Much earlier, in a study composed for the Prussian and Polish governments around 1525, Copernicus observed as follows: “Although there are countless maladies that are forever causing the decline of kingdoms, princedoms, and republics, the following four (in my judgment) are the most serious: civil discord, a high death rate, sterility of the soil, and the debasement of coinage. The first three are so obvious that everybody recognizes the damage they cause; but the fourth one, which has to do with money, is noticed by only a few very thoughtful people, since it does not operate all at once and at a single blow, but gradually overthrows governments, and in a hidden, insidious way.”

The ZCTU General Council met today, 23 May 2019 and agreed on the following Way forward:

1. Under these destabilizing and distressing macroeconomic conditions, the only sustainable route out of the crisis is the negotiation of a Social Contract, and associated protocols. The protocol negotiated in 2003 and revisited in 2007 on Prices and Incomes Stabilization bears relevance in addressing the disequilibrium between prices and incomes today. We therefore call upon government and business to come to the negotiating table as a matter of urgency in order to redress the deteriorating conditions of the working people of Zimbabwe. The social dialogue route is rooted in, and is in line with Section 13(2) of the Constitution, which obligates Government to “…involve the people in the formulation and implementation of development plans and programmes that affect them.”

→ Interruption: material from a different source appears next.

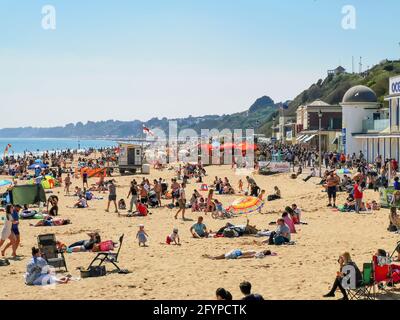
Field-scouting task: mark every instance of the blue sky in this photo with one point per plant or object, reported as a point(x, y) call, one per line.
point(128, 59)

2. The ZCTU demands that an urgent Tripartite Negotiation Forum be convened to discuss the State of the economy and the way forward
3. Contrary to the Constitution, this government has a tendency of announcing polices without consultations as required by section13 (2) of the Constitution. We reserve the right to approach the courts for redress.
4. Since the Statutory Instrument 33 of 2019 did not deal with workers contracts, the ZCTU will sue employers who varied workers’ contracts of employment without consulting them.
5. Workers must get back their US$ savings that was converted into bond notes by the Reserve Bank without their consent.
6. The ZCTU is in the process of consulting structures to get a mandate for mass action in the event that the above issues are not addressed.